These averages offer more precise guidance for classification within $S_{i,j}$ compared to distant subapertures. Upon classifying all sub-apertures, the k-means algorithm yields $K$ clustering centers, which reflect the overarching distribution pattern of the centroids. Consequently, we amalgamate $C_{\text {ave},k}$ and the clustering centers derived from the k-means algorithm through a weighted sum to define the reference coordinate $C_{\text {ref},k}$. This value will be employed to guide the classification of centroids within $S_{i,j}$. We use $C_{k}$ to represent he cluster center corresponding to the nth-line-of-sight obtained after processing all subapertures with k-means. $C_{\text {ref},k}$, is determined by Eq. (3),

$$C_{ref,k} = C_{ave,k}\cdot w_1 + C_k\cdot w_2$$
where $w_1$ and $w_2$ are the weighting coefficients, satisfying the condition:
$$w_{1} + w_{2} = 1$$

The allocation of weights can be tailored based on the actual size of the turbulence. In our experiments, a weight setting of 1:1 proved to be appropriate, yielding high-precision classification outcomes.

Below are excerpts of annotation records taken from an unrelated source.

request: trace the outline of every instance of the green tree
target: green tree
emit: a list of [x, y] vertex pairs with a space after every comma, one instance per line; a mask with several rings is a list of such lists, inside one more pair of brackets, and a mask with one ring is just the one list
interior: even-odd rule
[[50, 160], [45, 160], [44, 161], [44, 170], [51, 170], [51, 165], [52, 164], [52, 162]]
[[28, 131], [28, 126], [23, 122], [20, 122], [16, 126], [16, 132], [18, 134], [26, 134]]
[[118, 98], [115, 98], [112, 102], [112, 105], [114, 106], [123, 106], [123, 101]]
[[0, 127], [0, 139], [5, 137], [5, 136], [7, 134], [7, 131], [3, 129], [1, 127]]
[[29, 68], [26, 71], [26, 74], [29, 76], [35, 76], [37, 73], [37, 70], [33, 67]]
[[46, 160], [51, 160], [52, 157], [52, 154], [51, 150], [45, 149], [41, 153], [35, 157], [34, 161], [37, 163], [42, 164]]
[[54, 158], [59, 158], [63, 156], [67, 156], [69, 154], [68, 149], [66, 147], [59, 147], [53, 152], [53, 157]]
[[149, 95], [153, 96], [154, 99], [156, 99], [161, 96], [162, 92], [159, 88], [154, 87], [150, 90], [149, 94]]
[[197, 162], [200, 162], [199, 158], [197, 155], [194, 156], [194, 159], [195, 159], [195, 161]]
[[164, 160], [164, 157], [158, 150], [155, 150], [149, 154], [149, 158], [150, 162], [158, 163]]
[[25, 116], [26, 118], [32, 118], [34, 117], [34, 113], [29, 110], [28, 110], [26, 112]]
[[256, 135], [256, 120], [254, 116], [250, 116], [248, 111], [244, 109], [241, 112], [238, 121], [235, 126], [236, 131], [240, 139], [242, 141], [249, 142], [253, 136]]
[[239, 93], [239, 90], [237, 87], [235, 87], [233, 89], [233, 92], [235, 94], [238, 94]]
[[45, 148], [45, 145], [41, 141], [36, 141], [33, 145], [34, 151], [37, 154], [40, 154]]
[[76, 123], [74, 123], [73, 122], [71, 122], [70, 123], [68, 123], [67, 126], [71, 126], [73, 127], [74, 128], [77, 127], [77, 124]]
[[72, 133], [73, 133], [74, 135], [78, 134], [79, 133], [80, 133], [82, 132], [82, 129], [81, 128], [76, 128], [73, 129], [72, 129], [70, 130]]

Upon obtaining the reference coordinates, it is necessary to identify the matching method that minimizes the sum of distances between the reference coordinates and the centroid coordinates within the target sub-aperture. This constitutes a classic NP-problem. We define $E_{p,q} = 1$ to indicate that the centroid i is assigned to the class corresponding to reference coordinate j; $E_{p,q} = 0$ otherwise. We denote $D_{p,q}$ as the distance between the centroid to be classified and the reference coordinate. Consequently, this problem can be formulated into a quadratic 0-1 programming model as shown in Algorithm 2. Given the relatively limited number of parameters that need to be processed in this application scenario, it is feasible to find the solution to the aforementioned model through enumeration. The centroid allocation method that satisfies this solution constitutes the final centroid distribution within $S_{i,j}$. This approach ensures the precise classification of coordinates within the target subaperture, essential for accurate wavefront reconstruction.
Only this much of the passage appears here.